Claim: If $\partial\mathcal{A}_{x,\epsilon}$ contains uncountably many disjoint sets, then at least one of them mush have $P-$ measure zero.
This is in section 2 from the book " convergence of probability measures(Billingsley)".
I think to proof this claim, we may need Borel-Cantelli lemma, but Borel-Cantelli lemma is for countably many sets.
Denote the metric on $\Omega$ by $\rho(x,y)$. Since for any $A\in\mathcal{A}_{x,\epsilon}$, $x\in A^{\circ}\subset A\subset B(x,\epsilon)$, then $\partial A\subset \partial B(x,\epsilon)\subset \{y:\rho(x,y)=\epsilon\}$.
Therefore $\cup_{A\in\partial\mathcal{A}_{x,\epsilon}} A\subset \{y:\rho(x,y)=\epsilon\}$. Thus $P(\cup_{A\in\partial\mathcal{A}_{x,\epsilon}} A) \leq P(\{y:\rho(x,y)=\epsilon\})<\infty$ But then how can I get the conclusion?

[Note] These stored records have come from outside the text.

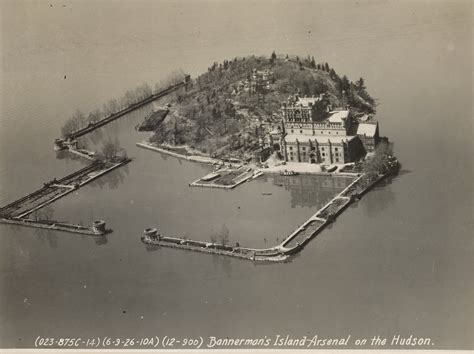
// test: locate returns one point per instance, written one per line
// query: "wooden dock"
(91, 127)
(291, 245)
(18, 211)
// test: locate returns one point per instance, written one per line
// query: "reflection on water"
(381, 198)
(113, 179)
(224, 263)
(308, 190)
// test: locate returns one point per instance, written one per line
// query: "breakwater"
(92, 126)
(292, 244)
(18, 211)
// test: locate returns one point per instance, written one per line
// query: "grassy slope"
(209, 117)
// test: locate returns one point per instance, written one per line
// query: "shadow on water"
(223, 262)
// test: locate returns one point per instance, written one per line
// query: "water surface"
(397, 262)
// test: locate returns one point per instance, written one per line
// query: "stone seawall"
(292, 244)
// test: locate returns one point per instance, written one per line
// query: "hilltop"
(229, 109)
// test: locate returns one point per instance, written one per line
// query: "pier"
(92, 126)
(291, 245)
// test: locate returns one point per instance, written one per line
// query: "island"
(279, 114)
(248, 116)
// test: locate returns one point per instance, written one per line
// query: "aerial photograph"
(217, 175)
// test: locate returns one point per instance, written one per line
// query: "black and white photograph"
(266, 176)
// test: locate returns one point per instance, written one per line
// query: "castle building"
(327, 141)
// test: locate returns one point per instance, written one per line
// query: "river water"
(397, 262)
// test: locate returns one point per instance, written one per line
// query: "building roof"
(321, 139)
(366, 129)
(306, 101)
(338, 116)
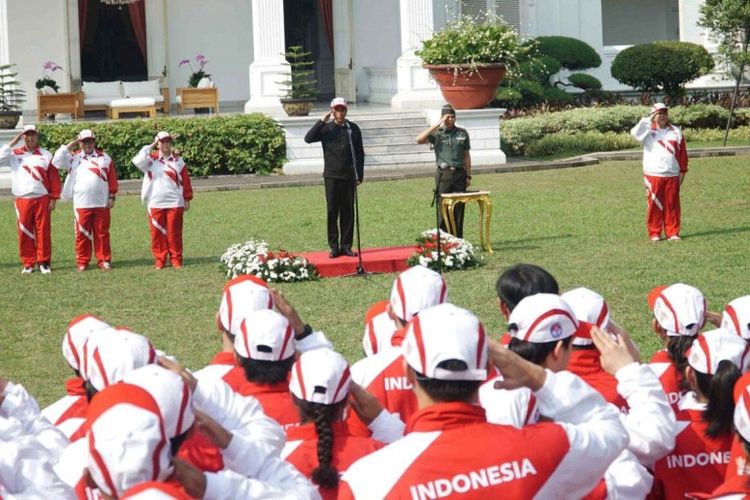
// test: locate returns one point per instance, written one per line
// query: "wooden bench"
(191, 98)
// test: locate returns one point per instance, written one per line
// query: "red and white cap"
(320, 376)
(742, 414)
(163, 135)
(416, 289)
(170, 392)
(659, 106)
(242, 295)
(714, 346)
(736, 317)
(442, 333)
(86, 134)
(680, 309)
(126, 439)
(265, 335)
(588, 307)
(338, 101)
(542, 318)
(79, 330)
(112, 353)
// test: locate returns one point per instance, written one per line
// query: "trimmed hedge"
(519, 133)
(238, 144)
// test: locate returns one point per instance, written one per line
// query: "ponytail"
(719, 389)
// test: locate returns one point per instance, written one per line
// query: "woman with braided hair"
(322, 447)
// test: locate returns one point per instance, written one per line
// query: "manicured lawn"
(585, 225)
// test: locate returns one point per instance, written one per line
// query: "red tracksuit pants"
(166, 234)
(34, 230)
(663, 202)
(92, 230)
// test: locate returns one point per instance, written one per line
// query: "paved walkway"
(251, 181)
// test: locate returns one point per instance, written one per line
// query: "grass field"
(585, 225)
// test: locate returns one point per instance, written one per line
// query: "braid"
(325, 475)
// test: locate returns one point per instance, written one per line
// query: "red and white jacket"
(664, 149)
(301, 450)
(697, 463)
(91, 180)
(32, 172)
(166, 183)
(451, 449)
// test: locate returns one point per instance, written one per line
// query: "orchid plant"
(196, 76)
(48, 69)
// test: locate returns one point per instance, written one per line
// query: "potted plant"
(299, 88)
(468, 59)
(11, 97)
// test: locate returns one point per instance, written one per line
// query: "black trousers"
(453, 181)
(340, 203)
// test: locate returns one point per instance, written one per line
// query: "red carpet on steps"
(374, 260)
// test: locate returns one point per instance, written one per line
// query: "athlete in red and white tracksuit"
(36, 186)
(92, 185)
(167, 192)
(665, 162)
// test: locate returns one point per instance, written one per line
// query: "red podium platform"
(374, 260)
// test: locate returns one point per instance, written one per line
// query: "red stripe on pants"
(94, 221)
(667, 191)
(169, 245)
(34, 214)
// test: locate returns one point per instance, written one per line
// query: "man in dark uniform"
(341, 140)
(451, 145)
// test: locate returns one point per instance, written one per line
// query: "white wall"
(37, 35)
(221, 31)
(377, 38)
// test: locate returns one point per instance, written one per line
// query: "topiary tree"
(662, 66)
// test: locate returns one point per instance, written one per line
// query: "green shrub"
(237, 144)
(572, 53)
(661, 66)
(584, 81)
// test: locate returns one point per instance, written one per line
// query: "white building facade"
(372, 55)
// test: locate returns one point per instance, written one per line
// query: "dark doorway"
(109, 48)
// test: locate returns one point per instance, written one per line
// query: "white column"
(416, 90)
(268, 66)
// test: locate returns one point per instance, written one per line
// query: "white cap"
(320, 376)
(659, 106)
(541, 318)
(170, 392)
(86, 134)
(338, 101)
(162, 135)
(589, 307)
(680, 309)
(79, 330)
(736, 317)
(265, 335)
(242, 295)
(126, 439)
(112, 353)
(416, 289)
(442, 333)
(714, 346)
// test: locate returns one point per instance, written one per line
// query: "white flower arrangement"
(254, 257)
(455, 253)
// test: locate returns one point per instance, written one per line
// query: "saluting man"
(167, 192)
(664, 168)
(92, 185)
(36, 187)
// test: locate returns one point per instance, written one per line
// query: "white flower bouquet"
(254, 257)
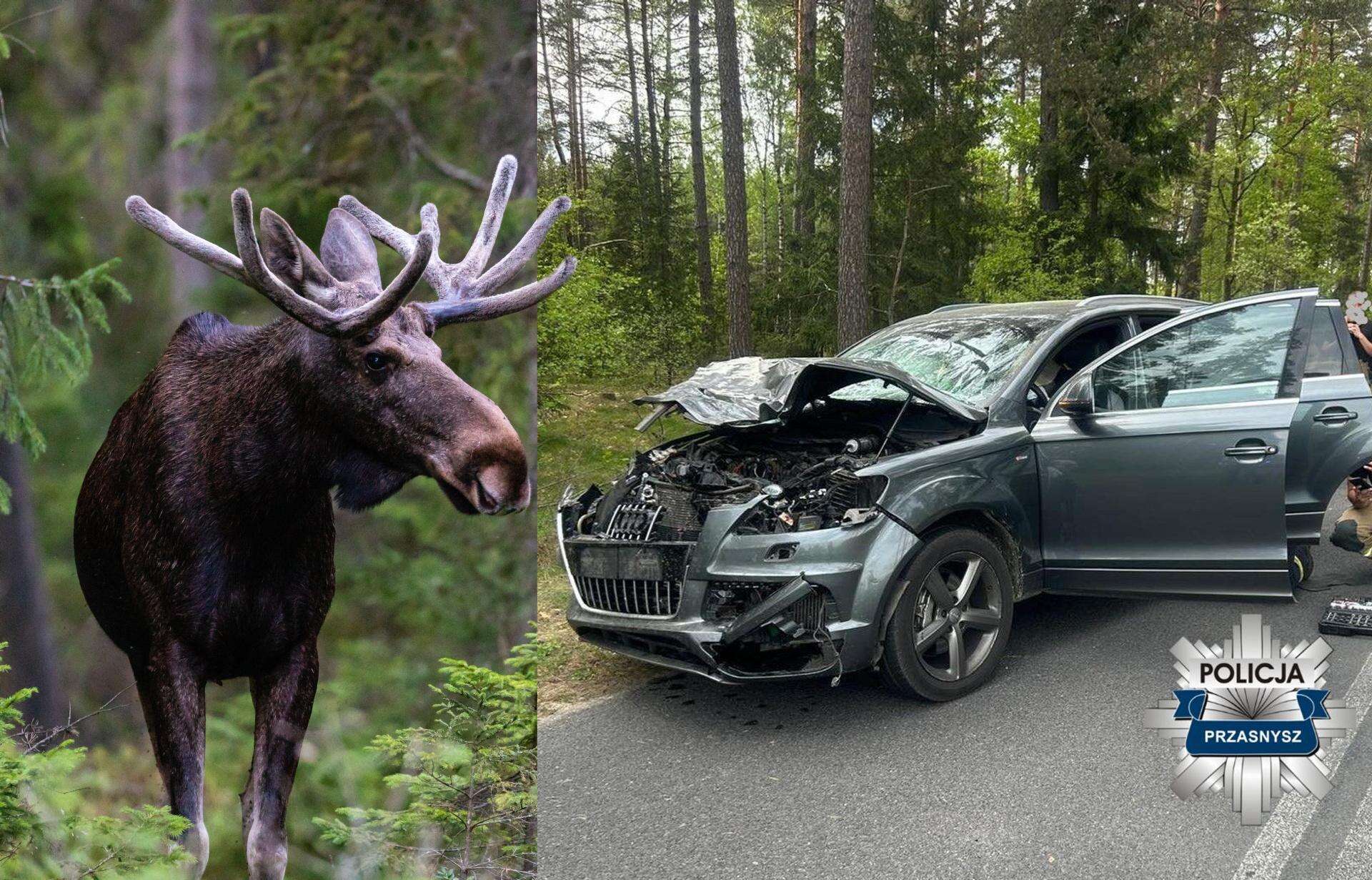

Any help will be appreciated. Thanks
You don't need anything fancy like Borel-Cantelli. Just the axioms of measure theory. In fact, a more general result is true, in your same probability space:
Proof: For any $n\in \mathbb N$, let $\mathcal A_n=\{A\in \mathcal A\mid P(A)>\frac1n\}$. Note that $\mathcal A_n$ has fewer than $n$ elements: if there were $n$ sets $E_1,E_2,\dots,E_n\in \mathcal A_n$, then you would have $$ P(E_1\cup E_2\cup\dots\cup E_n)=P(E_1)+\dots+P(E_n)>\frac1n+\dots+\frac1n=1, $$ contradicting that $P$ is a probability measure. Now, let $\mathcal A_0=\{A\in \mathcal A\mid P(A)>0\}$. Note that $\mathcal A_0=\bigcup_{n\ge 1}\mathcal A_n$, so $\mathcal A_0$ is a countable union of finite sets. This implies $\mathcal A_0$ is countable, as claimed.